A Peoria family is hoping to educate others after a young boy was diagnosed with a potentially life-threatening disease.
One-year-old Cole Hansberger was diagnosed with infant botulism on Aug. 5 after being admitted to the pediatric intensive care unit at Banner Thunderbird Medical Center.
According to health officials, infants contract the disease from ingestion of botulinum spores from the environment and in some cases, it can be transferred through food like raw honey.
However, Cole is believed to have contracted the disease through dust and soil near his Peoria home, a Banner Thunderbird spokesperson said.
Infants are susceptible to infant botulism during the first year of their life, with more than 90 percent of cases occurring infants younger than six months old. With Cole already being 12 months old, his case is especially rare, health officials said.
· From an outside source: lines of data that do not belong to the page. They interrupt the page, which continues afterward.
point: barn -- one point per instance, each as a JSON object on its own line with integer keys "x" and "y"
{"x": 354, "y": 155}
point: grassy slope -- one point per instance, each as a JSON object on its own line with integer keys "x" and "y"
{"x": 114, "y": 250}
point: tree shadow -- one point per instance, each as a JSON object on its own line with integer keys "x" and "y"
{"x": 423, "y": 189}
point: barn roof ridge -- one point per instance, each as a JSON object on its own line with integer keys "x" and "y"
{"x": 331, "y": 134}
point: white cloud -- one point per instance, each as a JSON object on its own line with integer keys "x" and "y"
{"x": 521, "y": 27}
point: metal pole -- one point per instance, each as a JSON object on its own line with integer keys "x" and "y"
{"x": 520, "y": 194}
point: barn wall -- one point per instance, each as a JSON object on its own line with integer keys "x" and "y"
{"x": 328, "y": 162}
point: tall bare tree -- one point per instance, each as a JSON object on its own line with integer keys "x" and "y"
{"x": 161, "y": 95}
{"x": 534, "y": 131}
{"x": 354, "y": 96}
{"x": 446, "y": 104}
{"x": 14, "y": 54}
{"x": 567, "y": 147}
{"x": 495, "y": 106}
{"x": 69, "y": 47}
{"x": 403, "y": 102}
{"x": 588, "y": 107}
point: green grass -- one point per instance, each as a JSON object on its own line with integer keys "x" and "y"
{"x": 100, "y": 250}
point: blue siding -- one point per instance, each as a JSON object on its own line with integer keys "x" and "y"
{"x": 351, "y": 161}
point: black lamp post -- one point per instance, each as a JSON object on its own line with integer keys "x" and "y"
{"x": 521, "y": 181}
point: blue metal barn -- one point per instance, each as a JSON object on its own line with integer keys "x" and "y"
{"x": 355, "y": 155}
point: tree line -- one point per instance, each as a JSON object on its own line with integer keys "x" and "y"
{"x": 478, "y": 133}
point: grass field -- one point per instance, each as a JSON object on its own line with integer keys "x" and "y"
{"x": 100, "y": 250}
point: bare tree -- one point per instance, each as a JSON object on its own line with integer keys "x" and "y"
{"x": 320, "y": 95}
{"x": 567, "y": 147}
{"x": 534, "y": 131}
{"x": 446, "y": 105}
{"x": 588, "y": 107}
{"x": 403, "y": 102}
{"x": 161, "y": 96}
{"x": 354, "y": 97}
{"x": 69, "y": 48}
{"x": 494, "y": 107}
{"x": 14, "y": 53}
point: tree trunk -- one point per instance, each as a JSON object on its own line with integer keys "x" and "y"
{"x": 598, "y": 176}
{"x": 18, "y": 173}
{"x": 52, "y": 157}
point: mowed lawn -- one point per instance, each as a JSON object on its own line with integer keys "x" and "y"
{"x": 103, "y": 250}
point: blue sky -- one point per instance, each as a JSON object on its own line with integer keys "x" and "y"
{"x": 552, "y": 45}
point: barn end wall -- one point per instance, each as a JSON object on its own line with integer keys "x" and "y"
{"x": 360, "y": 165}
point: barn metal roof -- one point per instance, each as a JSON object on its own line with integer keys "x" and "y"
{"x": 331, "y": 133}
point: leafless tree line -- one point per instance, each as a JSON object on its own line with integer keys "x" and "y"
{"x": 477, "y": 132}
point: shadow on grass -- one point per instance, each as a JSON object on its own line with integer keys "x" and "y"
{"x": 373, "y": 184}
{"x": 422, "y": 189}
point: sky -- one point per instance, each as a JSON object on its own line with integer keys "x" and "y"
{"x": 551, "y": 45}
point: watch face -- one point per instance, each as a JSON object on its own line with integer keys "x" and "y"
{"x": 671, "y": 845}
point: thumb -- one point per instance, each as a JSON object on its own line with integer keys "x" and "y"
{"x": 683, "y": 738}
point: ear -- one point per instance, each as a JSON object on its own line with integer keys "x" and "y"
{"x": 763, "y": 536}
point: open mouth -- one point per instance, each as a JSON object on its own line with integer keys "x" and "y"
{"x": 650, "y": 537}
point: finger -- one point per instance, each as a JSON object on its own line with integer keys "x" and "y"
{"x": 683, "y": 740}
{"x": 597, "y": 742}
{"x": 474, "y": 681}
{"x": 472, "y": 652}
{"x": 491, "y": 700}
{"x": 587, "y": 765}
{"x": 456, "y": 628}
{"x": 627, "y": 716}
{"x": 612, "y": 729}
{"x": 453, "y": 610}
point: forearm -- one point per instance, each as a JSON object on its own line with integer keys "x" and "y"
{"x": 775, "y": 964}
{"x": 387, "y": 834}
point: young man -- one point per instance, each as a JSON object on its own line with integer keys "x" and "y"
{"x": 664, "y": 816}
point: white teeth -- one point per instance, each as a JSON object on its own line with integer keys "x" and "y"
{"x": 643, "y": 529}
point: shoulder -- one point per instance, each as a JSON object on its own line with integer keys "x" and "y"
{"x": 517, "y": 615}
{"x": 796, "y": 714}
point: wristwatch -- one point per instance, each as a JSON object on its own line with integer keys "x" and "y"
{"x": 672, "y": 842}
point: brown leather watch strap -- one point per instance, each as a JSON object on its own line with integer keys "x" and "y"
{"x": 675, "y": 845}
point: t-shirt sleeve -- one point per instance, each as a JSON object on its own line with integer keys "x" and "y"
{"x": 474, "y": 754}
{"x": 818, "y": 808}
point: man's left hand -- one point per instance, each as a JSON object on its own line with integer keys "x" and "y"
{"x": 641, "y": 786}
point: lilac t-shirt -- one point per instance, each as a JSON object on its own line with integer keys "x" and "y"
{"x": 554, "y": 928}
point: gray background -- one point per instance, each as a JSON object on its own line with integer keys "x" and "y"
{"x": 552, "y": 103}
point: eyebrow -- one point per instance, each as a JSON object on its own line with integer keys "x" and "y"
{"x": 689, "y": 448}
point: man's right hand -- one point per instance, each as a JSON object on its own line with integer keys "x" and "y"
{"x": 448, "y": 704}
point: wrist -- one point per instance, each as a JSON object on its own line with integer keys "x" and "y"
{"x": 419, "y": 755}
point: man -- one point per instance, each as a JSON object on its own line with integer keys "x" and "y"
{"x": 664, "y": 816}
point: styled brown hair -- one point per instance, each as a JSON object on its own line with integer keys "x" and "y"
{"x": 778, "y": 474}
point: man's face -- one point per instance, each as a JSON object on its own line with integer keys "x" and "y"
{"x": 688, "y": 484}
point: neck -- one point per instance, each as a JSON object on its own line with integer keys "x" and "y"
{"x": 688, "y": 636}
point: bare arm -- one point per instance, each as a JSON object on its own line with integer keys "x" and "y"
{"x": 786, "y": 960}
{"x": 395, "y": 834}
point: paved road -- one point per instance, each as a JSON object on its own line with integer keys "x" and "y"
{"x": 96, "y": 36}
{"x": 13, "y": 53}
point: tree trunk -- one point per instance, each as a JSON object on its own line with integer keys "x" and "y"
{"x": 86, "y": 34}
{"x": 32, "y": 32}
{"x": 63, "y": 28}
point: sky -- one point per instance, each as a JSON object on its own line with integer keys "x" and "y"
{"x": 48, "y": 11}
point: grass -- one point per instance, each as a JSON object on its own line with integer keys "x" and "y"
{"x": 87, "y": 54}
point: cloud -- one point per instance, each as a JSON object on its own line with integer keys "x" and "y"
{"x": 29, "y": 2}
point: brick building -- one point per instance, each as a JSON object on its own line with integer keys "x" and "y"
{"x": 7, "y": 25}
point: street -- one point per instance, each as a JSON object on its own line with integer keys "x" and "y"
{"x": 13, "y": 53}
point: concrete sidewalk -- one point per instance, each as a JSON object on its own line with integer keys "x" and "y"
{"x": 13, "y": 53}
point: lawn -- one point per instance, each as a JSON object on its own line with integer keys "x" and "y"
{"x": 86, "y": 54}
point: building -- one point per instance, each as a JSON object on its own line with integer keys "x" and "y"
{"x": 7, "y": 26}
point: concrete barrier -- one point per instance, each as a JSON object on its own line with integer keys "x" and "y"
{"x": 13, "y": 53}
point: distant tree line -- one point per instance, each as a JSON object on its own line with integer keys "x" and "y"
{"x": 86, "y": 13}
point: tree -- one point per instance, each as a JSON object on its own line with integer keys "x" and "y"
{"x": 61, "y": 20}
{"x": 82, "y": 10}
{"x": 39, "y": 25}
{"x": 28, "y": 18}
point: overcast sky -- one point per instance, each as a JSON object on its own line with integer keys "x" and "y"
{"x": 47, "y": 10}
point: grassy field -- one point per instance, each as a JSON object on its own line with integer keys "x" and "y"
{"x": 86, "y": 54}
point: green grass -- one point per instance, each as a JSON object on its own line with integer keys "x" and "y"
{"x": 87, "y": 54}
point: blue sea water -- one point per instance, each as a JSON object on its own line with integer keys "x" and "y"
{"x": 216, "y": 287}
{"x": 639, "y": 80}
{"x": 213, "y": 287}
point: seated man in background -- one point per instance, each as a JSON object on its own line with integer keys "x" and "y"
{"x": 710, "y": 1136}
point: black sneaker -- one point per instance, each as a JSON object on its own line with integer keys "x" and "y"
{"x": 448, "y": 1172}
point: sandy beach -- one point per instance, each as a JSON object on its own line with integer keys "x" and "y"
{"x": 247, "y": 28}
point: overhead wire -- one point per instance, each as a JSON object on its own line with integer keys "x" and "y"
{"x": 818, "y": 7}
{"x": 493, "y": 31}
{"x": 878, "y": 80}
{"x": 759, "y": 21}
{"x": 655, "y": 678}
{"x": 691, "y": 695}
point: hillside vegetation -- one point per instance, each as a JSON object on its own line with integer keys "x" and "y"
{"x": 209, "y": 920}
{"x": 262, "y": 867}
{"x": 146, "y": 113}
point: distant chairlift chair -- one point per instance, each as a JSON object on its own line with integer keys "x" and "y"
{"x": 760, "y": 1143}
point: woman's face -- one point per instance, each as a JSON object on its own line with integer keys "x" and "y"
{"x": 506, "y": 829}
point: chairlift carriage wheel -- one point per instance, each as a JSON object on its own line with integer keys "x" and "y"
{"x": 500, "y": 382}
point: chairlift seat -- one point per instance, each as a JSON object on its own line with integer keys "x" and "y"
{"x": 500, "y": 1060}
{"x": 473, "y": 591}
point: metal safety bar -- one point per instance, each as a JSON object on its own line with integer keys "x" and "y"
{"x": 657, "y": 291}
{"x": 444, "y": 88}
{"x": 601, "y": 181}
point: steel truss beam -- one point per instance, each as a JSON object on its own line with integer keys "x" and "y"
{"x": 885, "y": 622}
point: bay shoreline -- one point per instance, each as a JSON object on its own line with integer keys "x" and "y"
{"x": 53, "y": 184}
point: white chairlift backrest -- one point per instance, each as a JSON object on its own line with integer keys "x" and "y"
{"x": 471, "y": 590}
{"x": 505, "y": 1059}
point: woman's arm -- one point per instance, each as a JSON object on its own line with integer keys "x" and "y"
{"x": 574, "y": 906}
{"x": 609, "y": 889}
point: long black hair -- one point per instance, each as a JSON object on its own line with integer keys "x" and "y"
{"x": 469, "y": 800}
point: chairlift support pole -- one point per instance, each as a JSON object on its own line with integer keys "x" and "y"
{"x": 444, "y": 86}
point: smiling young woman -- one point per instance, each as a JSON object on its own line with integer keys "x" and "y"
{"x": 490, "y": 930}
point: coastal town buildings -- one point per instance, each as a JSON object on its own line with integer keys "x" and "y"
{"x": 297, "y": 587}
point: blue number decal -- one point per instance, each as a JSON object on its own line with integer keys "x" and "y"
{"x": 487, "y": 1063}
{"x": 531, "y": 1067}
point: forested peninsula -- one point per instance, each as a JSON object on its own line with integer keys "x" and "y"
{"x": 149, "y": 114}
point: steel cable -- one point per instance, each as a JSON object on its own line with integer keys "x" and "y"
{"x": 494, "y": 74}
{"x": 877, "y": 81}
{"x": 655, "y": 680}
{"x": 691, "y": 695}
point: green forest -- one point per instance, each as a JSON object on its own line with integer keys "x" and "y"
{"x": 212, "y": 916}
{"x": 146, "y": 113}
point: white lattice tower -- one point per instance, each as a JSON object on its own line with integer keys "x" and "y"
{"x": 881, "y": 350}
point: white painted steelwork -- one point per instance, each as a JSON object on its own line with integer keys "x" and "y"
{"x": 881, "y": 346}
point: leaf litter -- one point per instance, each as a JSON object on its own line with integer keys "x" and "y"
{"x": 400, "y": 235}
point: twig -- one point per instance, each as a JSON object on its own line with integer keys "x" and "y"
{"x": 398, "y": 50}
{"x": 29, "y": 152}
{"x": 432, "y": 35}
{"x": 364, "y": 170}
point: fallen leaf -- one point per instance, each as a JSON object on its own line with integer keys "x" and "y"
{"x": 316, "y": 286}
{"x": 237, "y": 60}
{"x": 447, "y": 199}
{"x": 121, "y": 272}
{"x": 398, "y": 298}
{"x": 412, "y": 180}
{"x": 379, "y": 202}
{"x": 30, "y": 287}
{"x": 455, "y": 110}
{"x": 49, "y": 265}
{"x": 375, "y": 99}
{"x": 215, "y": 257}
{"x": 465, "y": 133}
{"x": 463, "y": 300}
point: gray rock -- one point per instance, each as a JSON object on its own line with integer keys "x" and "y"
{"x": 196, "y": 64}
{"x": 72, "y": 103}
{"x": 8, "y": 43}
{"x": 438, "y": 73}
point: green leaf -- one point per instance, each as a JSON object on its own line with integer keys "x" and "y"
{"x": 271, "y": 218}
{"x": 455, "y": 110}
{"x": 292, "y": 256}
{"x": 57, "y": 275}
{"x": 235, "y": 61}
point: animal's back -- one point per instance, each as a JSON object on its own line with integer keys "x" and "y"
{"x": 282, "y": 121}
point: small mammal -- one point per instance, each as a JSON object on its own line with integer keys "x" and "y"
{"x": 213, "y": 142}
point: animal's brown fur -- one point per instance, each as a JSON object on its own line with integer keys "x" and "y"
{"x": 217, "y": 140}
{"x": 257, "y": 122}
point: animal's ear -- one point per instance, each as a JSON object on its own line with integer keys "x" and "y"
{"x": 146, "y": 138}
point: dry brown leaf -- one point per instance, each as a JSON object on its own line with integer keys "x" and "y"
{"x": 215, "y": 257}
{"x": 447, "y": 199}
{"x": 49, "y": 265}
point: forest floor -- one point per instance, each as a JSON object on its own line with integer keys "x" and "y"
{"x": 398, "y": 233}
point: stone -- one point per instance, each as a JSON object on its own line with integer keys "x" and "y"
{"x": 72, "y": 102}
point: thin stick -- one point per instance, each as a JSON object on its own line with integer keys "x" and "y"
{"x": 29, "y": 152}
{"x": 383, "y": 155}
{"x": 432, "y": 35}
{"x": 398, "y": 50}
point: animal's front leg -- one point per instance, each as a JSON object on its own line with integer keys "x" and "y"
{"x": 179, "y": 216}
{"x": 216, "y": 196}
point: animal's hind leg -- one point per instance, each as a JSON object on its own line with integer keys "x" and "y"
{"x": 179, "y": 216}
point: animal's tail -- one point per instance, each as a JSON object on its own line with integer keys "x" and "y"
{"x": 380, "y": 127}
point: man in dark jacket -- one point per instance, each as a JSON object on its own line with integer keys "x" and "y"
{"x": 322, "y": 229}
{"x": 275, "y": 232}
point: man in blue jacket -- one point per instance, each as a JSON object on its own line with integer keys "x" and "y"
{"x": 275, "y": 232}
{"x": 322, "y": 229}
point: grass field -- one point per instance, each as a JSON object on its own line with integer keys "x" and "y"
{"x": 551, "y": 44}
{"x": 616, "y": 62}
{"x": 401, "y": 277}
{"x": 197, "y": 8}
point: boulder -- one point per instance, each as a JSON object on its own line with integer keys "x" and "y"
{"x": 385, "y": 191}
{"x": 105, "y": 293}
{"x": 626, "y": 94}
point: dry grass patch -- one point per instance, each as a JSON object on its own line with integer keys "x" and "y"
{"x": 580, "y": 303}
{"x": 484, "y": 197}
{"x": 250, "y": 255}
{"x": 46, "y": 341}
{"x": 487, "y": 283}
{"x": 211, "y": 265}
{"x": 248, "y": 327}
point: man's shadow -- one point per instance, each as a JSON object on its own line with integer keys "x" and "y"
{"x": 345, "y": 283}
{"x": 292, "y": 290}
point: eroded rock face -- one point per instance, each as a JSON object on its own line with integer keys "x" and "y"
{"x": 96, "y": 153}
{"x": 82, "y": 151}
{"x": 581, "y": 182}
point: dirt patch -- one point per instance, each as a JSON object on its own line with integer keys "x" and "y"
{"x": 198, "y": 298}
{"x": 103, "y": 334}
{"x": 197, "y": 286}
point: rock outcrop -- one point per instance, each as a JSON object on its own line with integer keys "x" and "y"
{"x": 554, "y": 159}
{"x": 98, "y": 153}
His parents first realized something was wrong after seeing that Cole was having difficulties holding up his head and becoming increasingly lethargic. When his symptoms worsened, the couple sought professional help.
Cole is now on a ventilator and clinicians are working with him to provide therapy and medication. However, his parents are hoping to warn others about the rare disease so that the signs are recognized early on.
Symptoms of infant botulism include:
- Feeding difficulties
- Weak cry
If you would like to contribute to Cole's recovery click here.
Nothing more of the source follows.